Press Release from Belfast Coroner

ROBERT HAMILL, DECEASED

The Coroner for Greater Belfast, Mr J.L.Leckey, has decided not to hold an inquest into the death of Robert Hamill who died in the Royal Victoria Hospital, Belfast on 8 May 1997 from severe head injuries sustained when he was assaulted in Portadown in the early hours of Sunday 27 April 1997.

The circumstances surrounding Mr Hamill’s death are profoundly disturbing and, but for the consideration mentioned below, would undoubtedly require that an inquest be held. However, after much anxious consideration, and with great regret, the Coroner has concluded in this instance that an inquest should not be held.

He has reached this conclusion solely because of his concerns for the safety of certain witnesses. He is satisfied that their lives would be placed in danger if their evidence were to be given at, or placed in documentary form before an inquest.
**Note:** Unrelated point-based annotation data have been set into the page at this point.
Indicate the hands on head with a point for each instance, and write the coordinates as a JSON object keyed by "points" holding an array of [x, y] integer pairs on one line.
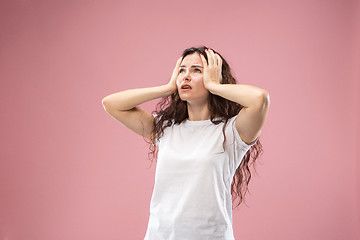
{"points": [[211, 72]]}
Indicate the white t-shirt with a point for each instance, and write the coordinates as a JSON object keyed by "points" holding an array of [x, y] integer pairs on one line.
{"points": [[191, 198]]}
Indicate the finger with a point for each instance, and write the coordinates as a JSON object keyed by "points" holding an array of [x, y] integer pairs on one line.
{"points": [[177, 67], [210, 57], [205, 64], [178, 62], [219, 60], [213, 57]]}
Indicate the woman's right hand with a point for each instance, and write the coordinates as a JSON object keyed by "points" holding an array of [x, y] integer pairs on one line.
{"points": [[172, 83]]}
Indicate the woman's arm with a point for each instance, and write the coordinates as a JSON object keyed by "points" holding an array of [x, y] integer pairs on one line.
{"points": [[123, 105], [256, 101]]}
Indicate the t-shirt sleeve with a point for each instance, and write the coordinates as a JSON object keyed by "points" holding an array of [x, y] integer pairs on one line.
{"points": [[157, 140], [238, 141]]}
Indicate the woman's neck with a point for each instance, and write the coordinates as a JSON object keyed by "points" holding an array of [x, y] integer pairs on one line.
{"points": [[198, 112]]}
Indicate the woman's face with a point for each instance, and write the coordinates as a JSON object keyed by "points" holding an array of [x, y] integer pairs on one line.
{"points": [[190, 83]]}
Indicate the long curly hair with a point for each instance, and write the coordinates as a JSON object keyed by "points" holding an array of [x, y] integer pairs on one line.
{"points": [[172, 110]]}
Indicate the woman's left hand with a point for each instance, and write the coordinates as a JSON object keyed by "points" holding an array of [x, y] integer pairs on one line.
{"points": [[212, 70]]}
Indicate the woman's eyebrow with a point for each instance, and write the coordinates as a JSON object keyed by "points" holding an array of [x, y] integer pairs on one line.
{"points": [[192, 66]]}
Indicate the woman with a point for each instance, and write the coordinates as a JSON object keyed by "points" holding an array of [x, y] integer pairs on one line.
{"points": [[205, 126]]}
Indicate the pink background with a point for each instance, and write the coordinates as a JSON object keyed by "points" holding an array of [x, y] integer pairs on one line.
{"points": [[69, 171]]}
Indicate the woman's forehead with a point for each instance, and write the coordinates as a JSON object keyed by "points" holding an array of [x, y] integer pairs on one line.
{"points": [[192, 59]]}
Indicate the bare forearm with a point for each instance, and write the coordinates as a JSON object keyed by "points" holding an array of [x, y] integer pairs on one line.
{"points": [[128, 99], [246, 95]]}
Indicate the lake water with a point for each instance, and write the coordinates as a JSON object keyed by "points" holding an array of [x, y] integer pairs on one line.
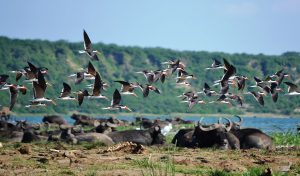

Because of these concerns he has come to the reluctant conclusion that their evidence could not be introduced at an inquest.

The Coroner believes that if an inquest were to be held without the evidence of these witnesses a seriously incomplete account of the circumstances of Mr Hamill’s death would be given, which would not add materially to the evidence already in the public domain following the trial of Paul Rodney Marc Hobson. Accordingly, in these circumstance, he has concluded that no useful public purpose would be served by holding an inquest. The same view has been expressed to the Coroner by the solicitor acting for Mr Hamill’s next of kin.